Friday, July 10, 2015

Creative Writing 3 - Proof Reading & Revision

·        "If you're a beginner, let me urge that you take your story through at least two drafts; the one you do with the study door closed, and the one you do with it open."

·        The first draft is all about the story. Write it out quickly, before it gets stale. Writing fiction is "like crossing the Atlantic Ocean in a bathtub. There's plenty of opportunity for self-doubt. If I write rapidly, . . . only looking back to check the names of my characters and the relevant parts of their back stories, I find that I can keep up with my original enthusiasm and at the same time outrun the self-doubt that's always waiting to settle in."

·        Don't think about theme, symbolism, or irony, and don't show it to anyone until the first draft is done! Keep it private and, "No one can ask you 'What were you trying to express with Garfield's dying words?' or 'What's the significance of the green dress?' You may not have been trying to express anything with Garfield's dying words, and Maura could be wearing green only because that's what you saw when she came into sight in your mind's eye. On the other hand, perhaps these things do mean something (or will, when you get a chance to look at the forest instead of the trees). Either way, the first draft is the wrong place to think about it."

·        "All novels are really letters aimed at one person," an ideal reader (IR). It helps to focus on your IR and wonder, what will he/she think of this part? Is there anything my IR wouldn't understand, that I need to clarify? "This is perhaps the best way of all to make sure you stick to story."

·        "It's rare that incoherence or dull storytelling can be solved by something so minor as a second draft." You can't polish a turd.

·        After your first draft is done, put it away and leave it for awhile––six weeks minimum. "If it looks like an alien relic bought at a junk-shop or yard sale where you can hardly remember stopping, you're ready." Read it, looking for underlying patterns. Find the themes and symbols that stand out, and then revise your story to fit them better. One of the jobs of revision is making any themes or symbols more clear.

·        Also, look for any plot holes that ruin the logic and consistency of the work. The most common plot holes have to do with character motivation - people acting out of character.

·        2nd Draft = 1st Draft - 10%. "If you can't get out ten per cent of it while retaining the basic story and flavor, you're not trying very hard." "Never keep a passage on the grounds that it's good; it should be good, if I'm being paid to do it. What I'm not being paid to do is be self-indulgent." The story is boss. "If it works, fine. If it doesn't, toss it. Toss it even if you love it. Sir Arthur Quiller-Cough once said, 'Murder your darlings,' and he was right." This is why it's so important to wait six weeks between drafts. It's easier to cut things out when you don't remember it all––when it feels like someone else's story instead of yours.

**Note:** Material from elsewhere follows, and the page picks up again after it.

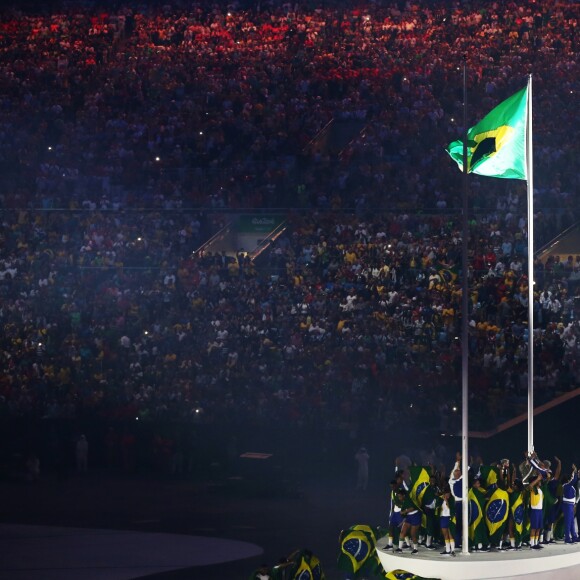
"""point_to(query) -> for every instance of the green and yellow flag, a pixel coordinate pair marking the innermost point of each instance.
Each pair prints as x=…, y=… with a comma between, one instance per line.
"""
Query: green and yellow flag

·        Now that you've completed your second draft, it's time to show it. Choose four or five people you respect and ask for their input - find people who will tell the truth, even if the work is bad. Some critiques will be factual, for example, Winchester .330's don't exist, only Remington made a .330. These are the easiest fixes. Subjective crits are harder to merit, so if all your friends hate one part, you should probably change it. If at least half of them like it, then it's probably good enough.